Single GPU. Everything on rank 0:
model: "bagel"
max_seq_len: 32768
node_groups:
- {node_names: [vit_encoder], ranks: [0]}
- {node_names: [vae_encoder, vae_decoder], ranks: [0]}
- {node_names: [LLM], ranks: [0]}
Disaggregation. The same node can live on different GPUs per graph walk — e.g. prefill, decode, and image generation on three GPUs:
node_groups:
- {node_names: [LLM], ranks: [0], graph_walks: [prefill_text, prefill_vit, prefill_vae]}
- {node_names: [LLM], ranks: [1], graph_walks: [decode]}
- {node_names: [LLM], ranks: [2], graph_walks: [image_gen]}
Because placement is config-only, the same model code runs single-GPU or fully
disaggregated. configs/ ships several layouts per model (*_single_gpu,
*_colocated, *_pd_disaggregated, *_cfg_parallel, …).

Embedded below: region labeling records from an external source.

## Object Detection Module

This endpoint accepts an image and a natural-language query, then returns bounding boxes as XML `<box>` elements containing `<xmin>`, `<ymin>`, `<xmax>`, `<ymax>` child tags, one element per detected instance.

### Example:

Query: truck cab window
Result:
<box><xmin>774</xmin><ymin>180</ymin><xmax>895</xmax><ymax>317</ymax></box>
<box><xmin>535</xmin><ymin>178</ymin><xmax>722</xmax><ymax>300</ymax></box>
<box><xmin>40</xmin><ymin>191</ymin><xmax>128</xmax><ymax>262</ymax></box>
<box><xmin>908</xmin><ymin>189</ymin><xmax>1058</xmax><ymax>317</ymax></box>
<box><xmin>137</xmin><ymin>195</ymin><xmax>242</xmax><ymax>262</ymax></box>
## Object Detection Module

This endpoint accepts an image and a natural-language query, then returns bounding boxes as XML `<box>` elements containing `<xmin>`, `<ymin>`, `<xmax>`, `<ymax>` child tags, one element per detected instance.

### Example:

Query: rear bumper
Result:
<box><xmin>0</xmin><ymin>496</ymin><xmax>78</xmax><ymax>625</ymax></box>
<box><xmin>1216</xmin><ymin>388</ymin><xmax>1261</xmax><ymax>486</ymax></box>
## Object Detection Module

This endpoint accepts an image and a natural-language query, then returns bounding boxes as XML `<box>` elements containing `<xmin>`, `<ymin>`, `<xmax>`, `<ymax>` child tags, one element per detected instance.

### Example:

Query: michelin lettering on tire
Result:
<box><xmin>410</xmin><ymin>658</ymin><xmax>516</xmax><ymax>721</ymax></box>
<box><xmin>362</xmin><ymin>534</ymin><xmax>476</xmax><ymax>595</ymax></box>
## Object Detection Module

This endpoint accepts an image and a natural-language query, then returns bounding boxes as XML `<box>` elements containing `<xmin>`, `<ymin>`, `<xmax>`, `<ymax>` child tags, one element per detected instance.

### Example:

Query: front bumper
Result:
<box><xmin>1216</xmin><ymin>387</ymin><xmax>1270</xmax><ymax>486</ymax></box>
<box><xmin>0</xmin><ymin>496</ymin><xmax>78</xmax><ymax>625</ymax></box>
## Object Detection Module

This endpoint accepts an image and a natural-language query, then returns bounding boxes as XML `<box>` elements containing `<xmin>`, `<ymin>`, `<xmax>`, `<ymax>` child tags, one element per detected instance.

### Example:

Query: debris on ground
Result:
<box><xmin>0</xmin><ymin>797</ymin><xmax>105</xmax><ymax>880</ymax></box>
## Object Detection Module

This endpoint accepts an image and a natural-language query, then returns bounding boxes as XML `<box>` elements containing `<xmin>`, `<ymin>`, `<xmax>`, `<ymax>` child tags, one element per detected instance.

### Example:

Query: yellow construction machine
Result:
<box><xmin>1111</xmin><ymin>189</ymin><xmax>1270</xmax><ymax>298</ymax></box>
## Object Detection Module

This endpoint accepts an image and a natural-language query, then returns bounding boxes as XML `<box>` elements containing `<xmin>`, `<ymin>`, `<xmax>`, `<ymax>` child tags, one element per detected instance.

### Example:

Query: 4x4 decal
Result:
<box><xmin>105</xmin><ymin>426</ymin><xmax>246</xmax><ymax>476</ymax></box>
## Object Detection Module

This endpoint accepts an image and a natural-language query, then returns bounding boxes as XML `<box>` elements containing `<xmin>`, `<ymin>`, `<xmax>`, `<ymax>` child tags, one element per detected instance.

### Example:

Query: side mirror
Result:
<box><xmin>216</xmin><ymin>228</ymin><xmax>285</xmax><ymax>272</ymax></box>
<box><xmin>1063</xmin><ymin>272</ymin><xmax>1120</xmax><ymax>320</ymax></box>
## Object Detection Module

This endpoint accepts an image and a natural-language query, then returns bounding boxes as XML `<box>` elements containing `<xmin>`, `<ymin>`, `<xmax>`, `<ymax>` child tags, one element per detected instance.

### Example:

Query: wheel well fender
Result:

Tensor parallelism. Shard a node across GPUs with tp_size and that many ranks:
model: "orpheus"
max_seq_len: 131072
node_groups:
- {node_names: [LLM], ranks: [0, 1], tp_size: 2, graph_walks: [prefill, decode]}
- {node_names: [snac_decoder], ranks: [0], graph_walks: [snac_chunk]}
A node must be declared TP-enabled by the model to be eligible for tp_size > 1; the
weight loaders then shard parameters automatically, with no model-code changes. See
Tensor parallelism in the model guide for the model-side
details.
model_kwargs#
model_kwargs are model parameters fixed at server start (not per request) — they are
baked into the model’s config dataclass and into CUDA-graph captures. For example, the
Pi0.5 DROID variant fixes the action horizon:
model: "pi05"
max_seq_len: 2048
model_kwargs:
action_horizon: 15
node_groups:
- {node_names: [vit_encoder], ranks: [0]}
- {node_names: [LLM], ranks: [0]}
Per-request knobs (temperature, voice, max_output_tokens, …) are sent by the
client instead — see Using a Server.
Tensor transport#
Workers route tensors directly to one another using one of three transports, selected with
--tensor-comm-protocol:
SHM— shared memory; the safe default for single-node deployments.TCP— works anywhere; used for some multi-node setups.RDMA— lowest latency for multi-GPU / multi-node, via the Mooncake transfer engine (requires RDMA-capable networking).